Comecei a ficar meio atrapalhado. Como gerir o impasse da forma correta? Não posso confirmar que sou a mamãe porque não sou a mamãe. Mas como negar que sou a mamãe antes de entender o porquê daquilo? Não quero reprimir algo que não compreendo. Será que ela está dizendo que quer a mamãe e não a mim? Fiquei angustiado.
“A Maya coloca as bananas no saquinho, tá bom?” O melhor que consegui foi essa manobra diversionista. Tipo, vamos falar sobre outra coisa. “Tá bom, mamãe”, foi a resposta.
Nesse momento, me lembrei de uma outra cena, há uns 15 anos, quando minha filha Ana, então uma pitoca ainda de fraldas, olhou pra mim e perguntou: “Papai, da próxima vez que eu nascer, posso nascer da tua barriga?”. Foi absolutamente desconcertante. E lindo.
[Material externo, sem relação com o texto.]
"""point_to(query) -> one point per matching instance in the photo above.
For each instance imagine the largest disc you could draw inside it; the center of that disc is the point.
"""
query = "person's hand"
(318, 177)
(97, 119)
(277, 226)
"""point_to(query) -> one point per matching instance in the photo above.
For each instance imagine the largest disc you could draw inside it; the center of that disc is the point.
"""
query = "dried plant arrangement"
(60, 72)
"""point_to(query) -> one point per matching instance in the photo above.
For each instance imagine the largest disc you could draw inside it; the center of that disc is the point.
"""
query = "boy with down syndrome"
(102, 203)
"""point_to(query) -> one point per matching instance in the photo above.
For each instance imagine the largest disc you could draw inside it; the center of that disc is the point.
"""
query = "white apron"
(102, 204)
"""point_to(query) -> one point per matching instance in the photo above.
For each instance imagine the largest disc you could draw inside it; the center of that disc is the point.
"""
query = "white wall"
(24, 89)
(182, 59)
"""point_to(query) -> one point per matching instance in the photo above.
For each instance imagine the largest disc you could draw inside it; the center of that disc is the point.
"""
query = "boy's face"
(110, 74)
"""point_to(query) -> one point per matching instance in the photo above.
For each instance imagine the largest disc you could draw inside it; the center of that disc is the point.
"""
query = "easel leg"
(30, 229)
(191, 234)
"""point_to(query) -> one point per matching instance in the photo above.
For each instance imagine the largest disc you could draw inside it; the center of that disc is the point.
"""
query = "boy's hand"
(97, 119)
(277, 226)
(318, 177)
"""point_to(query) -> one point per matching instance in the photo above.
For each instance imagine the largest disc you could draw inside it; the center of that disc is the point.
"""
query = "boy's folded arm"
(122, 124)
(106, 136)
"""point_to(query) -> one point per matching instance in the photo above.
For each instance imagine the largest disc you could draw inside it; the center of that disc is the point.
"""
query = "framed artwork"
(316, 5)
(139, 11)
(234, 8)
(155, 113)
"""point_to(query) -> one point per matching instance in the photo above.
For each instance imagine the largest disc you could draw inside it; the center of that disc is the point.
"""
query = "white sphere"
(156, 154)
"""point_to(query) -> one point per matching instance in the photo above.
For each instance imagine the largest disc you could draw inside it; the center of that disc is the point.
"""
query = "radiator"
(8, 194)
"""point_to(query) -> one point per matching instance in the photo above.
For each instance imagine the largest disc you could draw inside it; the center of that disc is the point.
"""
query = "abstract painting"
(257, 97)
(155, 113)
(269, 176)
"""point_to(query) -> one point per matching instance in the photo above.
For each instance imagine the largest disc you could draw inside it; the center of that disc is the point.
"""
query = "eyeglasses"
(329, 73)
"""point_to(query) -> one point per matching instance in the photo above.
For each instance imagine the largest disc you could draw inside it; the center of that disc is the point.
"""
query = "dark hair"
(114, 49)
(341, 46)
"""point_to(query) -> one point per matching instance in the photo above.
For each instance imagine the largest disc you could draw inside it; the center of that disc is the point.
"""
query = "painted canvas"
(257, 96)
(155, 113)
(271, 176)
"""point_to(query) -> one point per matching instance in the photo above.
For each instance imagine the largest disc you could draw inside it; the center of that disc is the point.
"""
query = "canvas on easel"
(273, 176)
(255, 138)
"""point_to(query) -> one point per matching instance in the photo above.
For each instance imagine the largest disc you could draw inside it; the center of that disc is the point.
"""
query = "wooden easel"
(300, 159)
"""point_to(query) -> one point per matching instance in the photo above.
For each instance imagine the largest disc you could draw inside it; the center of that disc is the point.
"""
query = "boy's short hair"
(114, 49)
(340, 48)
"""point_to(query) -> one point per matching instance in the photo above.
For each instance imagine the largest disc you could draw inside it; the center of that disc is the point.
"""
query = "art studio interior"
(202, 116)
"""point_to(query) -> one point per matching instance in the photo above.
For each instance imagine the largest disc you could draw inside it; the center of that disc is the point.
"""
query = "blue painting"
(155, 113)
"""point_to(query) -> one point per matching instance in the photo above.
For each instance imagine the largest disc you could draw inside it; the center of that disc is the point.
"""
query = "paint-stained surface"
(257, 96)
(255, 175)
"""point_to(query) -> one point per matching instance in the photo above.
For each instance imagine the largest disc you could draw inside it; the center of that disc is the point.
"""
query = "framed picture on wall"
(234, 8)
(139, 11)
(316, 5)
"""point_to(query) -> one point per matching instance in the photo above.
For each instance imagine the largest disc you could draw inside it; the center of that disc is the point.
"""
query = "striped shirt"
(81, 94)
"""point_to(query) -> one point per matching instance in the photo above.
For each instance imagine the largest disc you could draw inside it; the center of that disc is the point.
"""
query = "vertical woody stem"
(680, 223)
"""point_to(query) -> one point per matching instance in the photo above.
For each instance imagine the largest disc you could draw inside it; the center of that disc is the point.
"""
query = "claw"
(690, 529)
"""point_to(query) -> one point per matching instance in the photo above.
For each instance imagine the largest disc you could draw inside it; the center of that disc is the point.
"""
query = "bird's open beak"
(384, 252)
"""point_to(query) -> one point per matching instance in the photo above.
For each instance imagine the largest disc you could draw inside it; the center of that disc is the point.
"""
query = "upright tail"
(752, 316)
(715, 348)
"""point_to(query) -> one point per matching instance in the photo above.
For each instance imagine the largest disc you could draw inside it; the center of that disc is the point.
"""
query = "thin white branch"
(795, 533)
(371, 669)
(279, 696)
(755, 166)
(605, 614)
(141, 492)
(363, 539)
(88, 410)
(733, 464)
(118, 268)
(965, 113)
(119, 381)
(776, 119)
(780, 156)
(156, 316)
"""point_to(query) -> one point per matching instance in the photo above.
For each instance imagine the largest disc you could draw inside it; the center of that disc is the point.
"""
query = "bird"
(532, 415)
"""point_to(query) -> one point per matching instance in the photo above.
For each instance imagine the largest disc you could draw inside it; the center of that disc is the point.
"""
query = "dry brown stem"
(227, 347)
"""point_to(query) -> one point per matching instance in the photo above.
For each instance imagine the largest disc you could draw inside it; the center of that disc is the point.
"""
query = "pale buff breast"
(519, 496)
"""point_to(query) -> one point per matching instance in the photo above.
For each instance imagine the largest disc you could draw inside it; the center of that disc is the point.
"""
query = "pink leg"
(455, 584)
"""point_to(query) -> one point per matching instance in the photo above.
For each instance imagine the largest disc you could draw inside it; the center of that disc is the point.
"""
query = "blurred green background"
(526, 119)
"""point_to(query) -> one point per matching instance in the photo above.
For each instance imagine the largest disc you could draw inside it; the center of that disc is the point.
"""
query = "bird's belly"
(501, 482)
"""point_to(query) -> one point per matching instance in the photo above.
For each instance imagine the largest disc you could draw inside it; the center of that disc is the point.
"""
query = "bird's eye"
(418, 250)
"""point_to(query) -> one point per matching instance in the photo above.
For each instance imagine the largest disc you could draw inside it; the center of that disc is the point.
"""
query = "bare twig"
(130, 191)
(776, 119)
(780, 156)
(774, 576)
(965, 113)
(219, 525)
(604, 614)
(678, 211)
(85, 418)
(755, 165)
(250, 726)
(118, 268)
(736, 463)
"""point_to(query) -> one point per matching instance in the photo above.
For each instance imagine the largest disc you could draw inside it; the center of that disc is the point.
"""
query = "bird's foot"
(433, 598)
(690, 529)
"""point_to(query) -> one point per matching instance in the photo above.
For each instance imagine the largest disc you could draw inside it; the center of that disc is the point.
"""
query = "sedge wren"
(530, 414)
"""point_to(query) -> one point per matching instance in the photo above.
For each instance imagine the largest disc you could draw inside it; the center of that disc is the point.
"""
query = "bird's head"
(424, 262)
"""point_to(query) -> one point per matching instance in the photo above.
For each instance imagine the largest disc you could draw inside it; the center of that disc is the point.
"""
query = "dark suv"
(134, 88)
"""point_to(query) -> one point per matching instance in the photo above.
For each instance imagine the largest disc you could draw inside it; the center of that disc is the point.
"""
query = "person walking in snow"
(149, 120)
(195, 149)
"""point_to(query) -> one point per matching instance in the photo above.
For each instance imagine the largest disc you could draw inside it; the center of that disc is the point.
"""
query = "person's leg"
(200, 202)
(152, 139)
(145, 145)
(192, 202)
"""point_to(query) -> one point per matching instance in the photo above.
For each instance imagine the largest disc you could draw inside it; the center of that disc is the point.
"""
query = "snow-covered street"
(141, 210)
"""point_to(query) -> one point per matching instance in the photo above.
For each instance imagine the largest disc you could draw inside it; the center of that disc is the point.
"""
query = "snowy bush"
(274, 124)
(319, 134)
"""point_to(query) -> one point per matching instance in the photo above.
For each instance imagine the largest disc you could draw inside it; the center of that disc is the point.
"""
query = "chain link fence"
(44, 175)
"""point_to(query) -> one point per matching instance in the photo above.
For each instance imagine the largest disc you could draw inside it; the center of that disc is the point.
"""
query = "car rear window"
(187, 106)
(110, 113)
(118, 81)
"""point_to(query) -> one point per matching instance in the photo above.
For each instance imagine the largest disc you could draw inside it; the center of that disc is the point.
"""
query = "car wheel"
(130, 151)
Então, encontrei uma explicação para a insistência da Maya, do alto dos seus dois aninhos de idade. Havíamos chegado na véspera da praia, onde passamos alguns dias em família, nos divertindo e convivendo o dia inteiro. Estávamos agora ali, ela e eu, juntos, rindo e passeando em um lugar diferente. Eureka! “Tu é a mamãe” significa “eu te amo” em mayolês. Não sei se é exatamente isso, me perdoem os especialistas. Mas foi assim que senti. Busquei a atenção dos olhinhos dela e afirmei: “Eu sou a mamãe, mas também sou o papai. Pode escolher”. Espero não ter confundido sua cabecinha. Pelo jeito, não. Porque terminamos nossas compras de forma triunfal. Encontramos o Polenguinho! “Quero um”, Maya disse. Abri a embalagem de papelão, peguei um quadradinho, retirei o laminado e entreguei a ela. Na hora de pagar, a caixa me alertou: “O Polenguinho está aberto, o senhor quer trocar?”. Agradeci e apontei para a boca lambuzada da Maya. Quase disse: “Foi a mamãe que abriu”. Mas fiquei quieto, para não começar tudo de novo.